Operation Santa Claus now accepting donations
According to the Little Apple Post, the Operation Santa headquarters began the Operation Santa Claus 30th annual fundraiser with a ribbon cutting ceremony Thursday at 10:00 a.m.
Working with the Association of the United States Army at Fort Riley, the operation aims to raise $120,000 and over 15,000 toy donations this year. The goal of the operation is to support families in need and families with deployed soldiers while providing gifts for those children this Christmas season.
Sgt. 1st Class Brian Frater, non-commissioned officer in charge, said parents will be able to come to pick out two toys for their kids. There will be gifts for all age groups from birth to 18-years-old.
“We’re light on toys in the 11-years-old to 18-years-old age group,” Frater said.
Frater said he hopes for a wide-variety of donations within the $15 to $20 price range in order to appease the many different tastes of the children these donations will go to.
American Concrete Institute recognizes architectural engineering and construction science professor
According to K-State Today, Kimberly Kramer, professor of architectural engineering and construction science, will be recognized by the American Concrete Institute in Kansas City, Missouri in April. In order to be elected a fellow of the association, one must have at least 10 years of active membership and have made contributions to the concrete materials field.

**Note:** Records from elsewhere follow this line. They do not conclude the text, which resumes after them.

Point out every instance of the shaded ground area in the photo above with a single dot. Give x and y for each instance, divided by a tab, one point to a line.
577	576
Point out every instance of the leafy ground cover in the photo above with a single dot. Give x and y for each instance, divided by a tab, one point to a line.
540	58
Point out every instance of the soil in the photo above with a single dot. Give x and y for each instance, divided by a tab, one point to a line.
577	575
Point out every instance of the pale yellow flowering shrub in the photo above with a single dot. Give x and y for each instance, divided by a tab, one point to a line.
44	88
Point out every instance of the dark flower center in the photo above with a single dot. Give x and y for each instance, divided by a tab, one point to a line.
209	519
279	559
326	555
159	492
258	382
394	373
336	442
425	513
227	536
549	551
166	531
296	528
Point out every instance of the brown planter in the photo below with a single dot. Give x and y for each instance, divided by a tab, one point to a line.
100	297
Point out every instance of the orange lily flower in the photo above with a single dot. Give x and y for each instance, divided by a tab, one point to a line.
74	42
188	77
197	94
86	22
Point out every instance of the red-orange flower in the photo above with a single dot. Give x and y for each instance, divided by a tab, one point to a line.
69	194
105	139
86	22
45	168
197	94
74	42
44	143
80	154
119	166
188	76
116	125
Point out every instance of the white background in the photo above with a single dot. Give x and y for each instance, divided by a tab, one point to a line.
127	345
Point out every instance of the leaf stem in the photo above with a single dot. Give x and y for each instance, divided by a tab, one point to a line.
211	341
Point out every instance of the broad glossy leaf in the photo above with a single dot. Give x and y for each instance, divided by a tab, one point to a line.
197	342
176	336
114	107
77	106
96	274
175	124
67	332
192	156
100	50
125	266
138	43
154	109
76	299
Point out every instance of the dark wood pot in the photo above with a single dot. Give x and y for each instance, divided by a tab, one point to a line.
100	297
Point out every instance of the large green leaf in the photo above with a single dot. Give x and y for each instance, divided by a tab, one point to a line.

Konza Prairie receives renewed grant
The Konza Prairie, the 8,600-acre tallgrass prairie research station, is home to about 120 active registered research projects in connection with universities and departments across the globe, according to News and Communications Services. It also is one of the most endangered ecosystems in the world.
The National Science Foundation Long-Term Ecological Research program has granted the prairie research station $6.76 million. This is the seventh renewal since 1980. This brings the total money granted to the research station up to $29 million.
Grant renewals are awarded based on past work and proposed future research.
Preservice teacher receives award for heroic act
When a seventh-grade student at Eisenhower Middle School started choking on a piece of gum, Yunshu Liu, preservice teacher from China, performed the Heimlich maneuver, according to K-State Today.
Liu had noticed the student turning red and asked if she was able to breathe. When the student indicated she couldn’t breath, Liu intervened. The College of Education Dean Debbie Mercer and Eisenhower Middle School Principal Tracy Newell awarded Liu a certificate of outstanding service for her heroic deed.
“After I helped that girl, I just felt that I did the thing that I supposed to do,” Liu said via email. “I believe that every teacher will do the same thing if it happens to them.”
High vacancy rates do not represent poor housing market
According to Associated Press, RealtyTrac released a report that said Kansas has the third highest ranking in vacant foreclosures. Only 72 of the 232 foreclosures were abandoned. This rate, compared to the abandoned 22 percent of the houses being foreclosed in Florida, shows that only the percentages look bad. Sedgwick County has the highest abandonment rate in state.